For my birthday several months ago my Aunt gave me Aristocrats, Stella Tillyard’s biography of the Lennox Sisters who became influential in Georgian England, so it was only fitting that I received Tillyard’s other titles, A Royal Affair and Citizen Lord: The Life of Edward Fitzgerald, Irish Revolutionary from her for Christmas.
A Royal Affair is concerned with King George III of England and his siblings, primarily his sister Caroline Mathilde whose affair with a court doctor ended in tragedy. Also featuring the king’s brothers, who delighted the gossip-hungry press by partying and carrying on disastrous relationships, Tillyard’s biography suggests that George III’s refusal to give up America can be attributed to his desire to control the colonists in the same way that he tried to rule his siblings.
Her other title, Citizen Lord, chronicles the life of Lord Edward Fitzgerald, a Dubliner who fought with the British in the American War of Independence, visited revolutionary France, and took part in the 1798 Irish rebellion. A blurb on the back of the work writes that Lord Edward “grew up as vigorous as Garibaldi and passionate as Byron”. That description alone is enough to pique my interest!
Continuing with the Irish theme, I received Morgan Llywelyn’s 1916: A Novel of the Irish Rebellion. I first borrowed this fictionalized account of the Easter Rising from the library last March as part of the Ireland Reading Challenge, and am thrilled to have my own copy of this fantastic novel to re-read and keep. You can find my review of it here!
My final historical addition is Kate Pullinger’s Mistress of Nothing. The novel, which won the 2009 Governor General’s Literary Award recognizing excellence in Canadian literature, is loosely based on the writings of Lady Lucie Duff-Gordon. Lady Duff-Gordon moved to Egypt in order to help manage her tuberculosis and published Letters from Egypt in 1865. Pullinger’s novel places Sally, the lady’s maid accompanying her, as the narrator who eventually must learn that despite the new freedoms life in Egypt has granted her, she is ultimately mistress of nothing.

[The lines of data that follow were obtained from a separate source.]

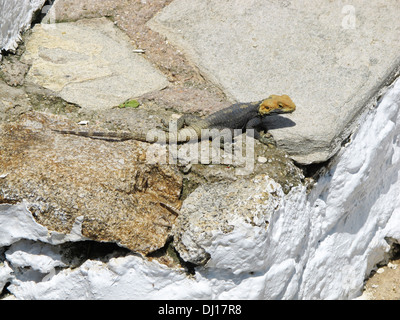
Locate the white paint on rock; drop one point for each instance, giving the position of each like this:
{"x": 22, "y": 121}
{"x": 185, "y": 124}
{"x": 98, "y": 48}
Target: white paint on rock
{"x": 319, "y": 246}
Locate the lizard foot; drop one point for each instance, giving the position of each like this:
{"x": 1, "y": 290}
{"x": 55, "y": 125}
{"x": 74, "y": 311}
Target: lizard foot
{"x": 164, "y": 126}
{"x": 268, "y": 140}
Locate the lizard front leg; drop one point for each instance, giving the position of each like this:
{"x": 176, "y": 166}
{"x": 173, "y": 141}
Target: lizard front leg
{"x": 266, "y": 139}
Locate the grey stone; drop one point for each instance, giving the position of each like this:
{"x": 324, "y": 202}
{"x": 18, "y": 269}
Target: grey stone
{"x": 90, "y": 63}
{"x": 331, "y": 58}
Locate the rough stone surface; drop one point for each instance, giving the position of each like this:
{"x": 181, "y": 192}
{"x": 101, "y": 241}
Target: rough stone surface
{"x": 15, "y": 17}
{"x": 107, "y": 187}
{"x": 331, "y": 58}
{"x": 90, "y": 63}
{"x": 215, "y": 212}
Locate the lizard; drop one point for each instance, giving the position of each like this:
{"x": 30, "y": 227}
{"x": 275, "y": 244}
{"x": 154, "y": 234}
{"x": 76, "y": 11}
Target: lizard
{"x": 237, "y": 116}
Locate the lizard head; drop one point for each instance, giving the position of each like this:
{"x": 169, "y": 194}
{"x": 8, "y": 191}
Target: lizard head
{"x": 276, "y": 104}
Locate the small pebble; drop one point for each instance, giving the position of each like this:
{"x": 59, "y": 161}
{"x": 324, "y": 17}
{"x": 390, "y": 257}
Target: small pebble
{"x": 262, "y": 159}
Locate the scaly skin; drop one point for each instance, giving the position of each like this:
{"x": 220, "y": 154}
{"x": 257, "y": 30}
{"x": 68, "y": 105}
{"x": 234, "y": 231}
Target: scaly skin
{"x": 238, "y": 116}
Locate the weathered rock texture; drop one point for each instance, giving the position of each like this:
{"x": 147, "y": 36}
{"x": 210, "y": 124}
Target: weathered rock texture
{"x": 90, "y": 63}
{"x": 107, "y": 185}
{"x": 330, "y": 57}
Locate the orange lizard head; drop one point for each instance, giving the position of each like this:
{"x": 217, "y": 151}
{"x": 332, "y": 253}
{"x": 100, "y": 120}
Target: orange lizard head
{"x": 275, "y": 104}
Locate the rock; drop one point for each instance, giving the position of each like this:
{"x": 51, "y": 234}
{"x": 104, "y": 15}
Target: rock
{"x": 90, "y": 63}
{"x": 105, "y": 188}
{"x": 330, "y": 58}
{"x": 13, "y": 71}
{"x": 5, "y": 274}
{"x": 217, "y": 212}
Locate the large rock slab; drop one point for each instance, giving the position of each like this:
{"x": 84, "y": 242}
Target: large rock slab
{"x": 329, "y": 57}
{"x": 15, "y": 17}
{"x": 90, "y": 63}
{"x": 106, "y": 189}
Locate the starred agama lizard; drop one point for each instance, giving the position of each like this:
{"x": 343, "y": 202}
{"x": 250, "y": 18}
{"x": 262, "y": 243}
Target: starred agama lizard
{"x": 237, "y": 116}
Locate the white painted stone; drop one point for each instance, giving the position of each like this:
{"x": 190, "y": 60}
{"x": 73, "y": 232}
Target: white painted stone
{"x": 330, "y": 57}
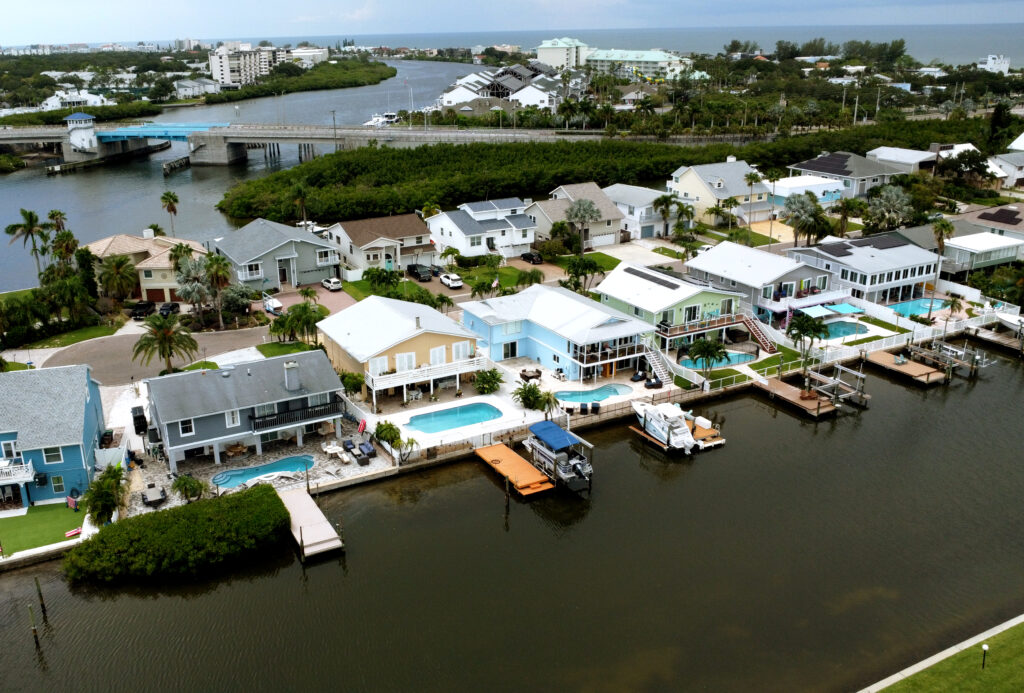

I was also fortunate enough to receive a pair of fantasy novels to read when I’d rather escape to another world than the past. I’ve been meaning to read Good Omens by Terry Pratchett and Neil Gaiman for awhile and asked for the novel this Christmas in the hopes of finally sitting down to read it. This collaboration by two of the biggest names in fantasy was nominated for the World Fantasy Award in 1990 and concerns the efforts of the angel Aziraphale and the demon Crowley to postpone the end of the world after the apocalypse is announced.
Lev Grossman’s The Magicians tells the story of a teenager, Quentin Coldwater, disappointed in real life and secretly fascinated by a series of fantasy novels set in a magical land of Fillory. Life becomes much more interesting when he’s admitted to a college of magic in New York and discovers that Fillory is real, but he soon realizes that the reality is darker than his childhood fantasy and more dangerous.